Commercial Litigation and Arbitration

Declaratory Judgment — Ripeness

The Supreme Court's decision yesterday in Medimmune, Inc. v. Genentech, Inc., No. 05-608 (U.S. Jan. 9, 2007), took a surprisingly liberal view of the ripeness of a dispute for case and controversy purposes. The case might be read as standing for the proposition that a party to a contract who is fully performing, but doesn't want to, can sue for a declaratory judgment that it need not perform further simply because, if it did stop performing, it could be sued by the other party. Petitioner Medimmune did not think royalties were owing under its agreement with Genentech. Nevertheless, even though it objected to doing so, it continued paying. It considered a letter from Genetech to be a threat to enforce the patent at issue, to terminate the license agreement, and to sue for patent infringement if royalty payments were not made as demanded.
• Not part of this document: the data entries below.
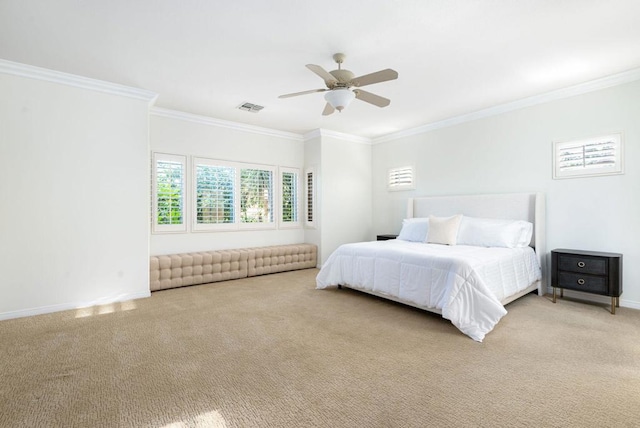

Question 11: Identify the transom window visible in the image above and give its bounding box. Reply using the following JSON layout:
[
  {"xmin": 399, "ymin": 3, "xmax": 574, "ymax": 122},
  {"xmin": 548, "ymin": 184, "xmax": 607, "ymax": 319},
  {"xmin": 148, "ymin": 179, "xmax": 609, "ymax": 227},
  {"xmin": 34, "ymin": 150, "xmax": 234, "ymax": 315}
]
[
  {"xmin": 388, "ymin": 165, "xmax": 415, "ymax": 191},
  {"xmin": 553, "ymin": 133, "xmax": 624, "ymax": 179}
]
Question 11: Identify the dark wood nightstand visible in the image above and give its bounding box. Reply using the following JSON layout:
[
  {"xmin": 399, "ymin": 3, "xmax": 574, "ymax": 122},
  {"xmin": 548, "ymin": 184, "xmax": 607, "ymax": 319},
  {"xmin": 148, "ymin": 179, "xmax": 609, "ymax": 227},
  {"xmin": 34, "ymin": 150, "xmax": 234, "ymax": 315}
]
[
  {"xmin": 376, "ymin": 234, "xmax": 398, "ymax": 241},
  {"xmin": 551, "ymin": 249, "xmax": 623, "ymax": 314}
]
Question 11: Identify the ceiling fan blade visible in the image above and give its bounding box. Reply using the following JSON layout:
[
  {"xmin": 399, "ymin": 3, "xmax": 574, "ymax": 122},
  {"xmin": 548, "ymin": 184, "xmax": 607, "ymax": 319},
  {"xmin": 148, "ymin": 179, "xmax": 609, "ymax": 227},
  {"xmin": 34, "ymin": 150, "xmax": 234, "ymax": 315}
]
[
  {"xmin": 278, "ymin": 88, "xmax": 327, "ymax": 99},
  {"xmin": 306, "ymin": 64, "xmax": 338, "ymax": 84},
  {"xmin": 354, "ymin": 89, "xmax": 391, "ymax": 107},
  {"xmin": 322, "ymin": 103, "xmax": 335, "ymax": 116},
  {"xmin": 351, "ymin": 69, "xmax": 398, "ymax": 87}
]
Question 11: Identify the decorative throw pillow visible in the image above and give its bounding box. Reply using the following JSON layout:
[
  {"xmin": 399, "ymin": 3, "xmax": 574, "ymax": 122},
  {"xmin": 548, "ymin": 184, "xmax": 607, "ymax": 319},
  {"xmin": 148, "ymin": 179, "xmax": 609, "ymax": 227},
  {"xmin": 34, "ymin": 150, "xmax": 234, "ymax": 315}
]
[
  {"xmin": 425, "ymin": 214, "xmax": 462, "ymax": 245},
  {"xmin": 397, "ymin": 218, "xmax": 429, "ymax": 242},
  {"xmin": 457, "ymin": 216, "xmax": 533, "ymax": 248}
]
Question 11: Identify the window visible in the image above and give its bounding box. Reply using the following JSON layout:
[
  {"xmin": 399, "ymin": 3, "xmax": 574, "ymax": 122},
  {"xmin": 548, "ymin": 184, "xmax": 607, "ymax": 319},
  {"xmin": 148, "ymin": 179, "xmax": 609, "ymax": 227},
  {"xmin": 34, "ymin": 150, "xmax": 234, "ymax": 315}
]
[
  {"xmin": 152, "ymin": 153, "xmax": 186, "ymax": 232},
  {"xmin": 280, "ymin": 167, "xmax": 301, "ymax": 228},
  {"xmin": 305, "ymin": 168, "xmax": 316, "ymax": 228},
  {"xmin": 553, "ymin": 133, "xmax": 624, "ymax": 179},
  {"xmin": 240, "ymin": 167, "xmax": 274, "ymax": 224},
  {"xmin": 193, "ymin": 157, "xmax": 276, "ymax": 231},
  {"xmin": 195, "ymin": 162, "xmax": 235, "ymax": 228},
  {"xmin": 388, "ymin": 166, "xmax": 415, "ymax": 191}
]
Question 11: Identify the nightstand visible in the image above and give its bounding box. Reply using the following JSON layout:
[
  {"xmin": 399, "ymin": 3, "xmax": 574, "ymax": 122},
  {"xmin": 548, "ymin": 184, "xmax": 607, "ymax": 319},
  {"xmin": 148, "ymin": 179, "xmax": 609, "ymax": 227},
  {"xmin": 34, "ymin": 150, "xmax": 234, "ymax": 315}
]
[
  {"xmin": 551, "ymin": 249, "xmax": 623, "ymax": 314},
  {"xmin": 376, "ymin": 234, "xmax": 398, "ymax": 241}
]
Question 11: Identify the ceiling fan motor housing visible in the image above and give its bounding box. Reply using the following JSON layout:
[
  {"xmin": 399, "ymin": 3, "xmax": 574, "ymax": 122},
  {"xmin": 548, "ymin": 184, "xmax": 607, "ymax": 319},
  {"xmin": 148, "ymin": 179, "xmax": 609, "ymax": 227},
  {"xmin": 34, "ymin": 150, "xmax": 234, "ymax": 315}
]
[{"xmin": 329, "ymin": 69, "xmax": 355, "ymax": 87}]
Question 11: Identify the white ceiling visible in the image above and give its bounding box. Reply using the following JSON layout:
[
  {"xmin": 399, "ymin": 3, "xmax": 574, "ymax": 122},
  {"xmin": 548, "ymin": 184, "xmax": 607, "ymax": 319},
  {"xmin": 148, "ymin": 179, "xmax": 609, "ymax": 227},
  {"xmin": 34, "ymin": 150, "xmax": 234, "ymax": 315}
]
[{"xmin": 2, "ymin": 0, "xmax": 640, "ymax": 139}]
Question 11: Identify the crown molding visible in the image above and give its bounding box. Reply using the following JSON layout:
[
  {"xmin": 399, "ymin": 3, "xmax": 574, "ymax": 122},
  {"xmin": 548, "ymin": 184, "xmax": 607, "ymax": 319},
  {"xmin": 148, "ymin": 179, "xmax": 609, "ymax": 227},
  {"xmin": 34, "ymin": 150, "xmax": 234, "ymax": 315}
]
[
  {"xmin": 0, "ymin": 58, "xmax": 158, "ymax": 103},
  {"xmin": 373, "ymin": 67, "xmax": 640, "ymax": 144},
  {"xmin": 151, "ymin": 107, "xmax": 303, "ymax": 141},
  {"xmin": 303, "ymin": 128, "xmax": 372, "ymax": 145}
]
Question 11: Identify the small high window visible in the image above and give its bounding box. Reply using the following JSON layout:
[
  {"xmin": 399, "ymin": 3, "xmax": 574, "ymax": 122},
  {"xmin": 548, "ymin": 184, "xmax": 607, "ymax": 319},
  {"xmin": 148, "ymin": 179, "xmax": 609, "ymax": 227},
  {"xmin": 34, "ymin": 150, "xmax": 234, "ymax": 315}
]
[
  {"xmin": 553, "ymin": 133, "xmax": 624, "ymax": 179},
  {"xmin": 388, "ymin": 166, "xmax": 415, "ymax": 191}
]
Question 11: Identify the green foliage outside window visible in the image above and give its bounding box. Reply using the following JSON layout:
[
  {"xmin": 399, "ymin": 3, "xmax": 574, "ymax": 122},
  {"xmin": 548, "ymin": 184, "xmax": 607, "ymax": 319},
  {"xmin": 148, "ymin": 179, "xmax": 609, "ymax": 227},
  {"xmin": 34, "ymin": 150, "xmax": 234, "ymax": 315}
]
[
  {"xmin": 240, "ymin": 168, "xmax": 273, "ymax": 223},
  {"xmin": 196, "ymin": 165, "xmax": 235, "ymax": 224},
  {"xmin": 156, "ymin": 161, "xmax": 183, "ymax": 225}
]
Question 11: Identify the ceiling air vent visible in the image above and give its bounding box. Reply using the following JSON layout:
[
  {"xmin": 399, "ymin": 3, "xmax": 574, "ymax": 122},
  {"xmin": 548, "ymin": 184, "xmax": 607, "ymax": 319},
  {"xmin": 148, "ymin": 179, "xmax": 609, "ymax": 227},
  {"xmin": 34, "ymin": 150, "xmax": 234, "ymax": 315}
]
[{"xmin": 237, "ymin": 102, "xmax": 264, "ymax": 113}]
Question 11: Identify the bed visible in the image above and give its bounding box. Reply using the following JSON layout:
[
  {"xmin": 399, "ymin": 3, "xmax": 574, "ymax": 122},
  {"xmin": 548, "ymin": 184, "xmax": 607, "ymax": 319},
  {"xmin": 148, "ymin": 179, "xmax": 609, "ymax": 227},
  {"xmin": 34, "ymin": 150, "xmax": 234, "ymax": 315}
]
[{"xmin": 316, "ymin": 193, "xmax": 546, "ymax": 342}]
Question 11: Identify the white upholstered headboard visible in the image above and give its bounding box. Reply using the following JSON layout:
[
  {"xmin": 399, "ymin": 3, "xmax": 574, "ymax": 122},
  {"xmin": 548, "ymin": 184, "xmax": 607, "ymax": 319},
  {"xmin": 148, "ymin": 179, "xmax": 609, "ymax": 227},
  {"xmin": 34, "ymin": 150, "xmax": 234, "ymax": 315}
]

In other words, a typical contract situation. Medimmune made the payments and filed a declaratory judgment action that it really did not need to do so. The Court held that the dispute was ripe. It observed that "where threatened action by government is concerned, we do not require a plaintiff to expose himself to liability before bringing suit to challenge the basis for the threat." Of course, in that circumstance, personal liberty and all of the other trappings and sequelae of governmental action raise the stakes a bit. The Court reasoned that the same threat analysis was transferable to private civil actions. The Court ruled "that petitioner was not required, insofar as Article III is concerned, to break or terminate its 1997 license agreement before seeking a declaratory judgment in federal court that the underlying patent is invalid, unenforceable, or not infringed."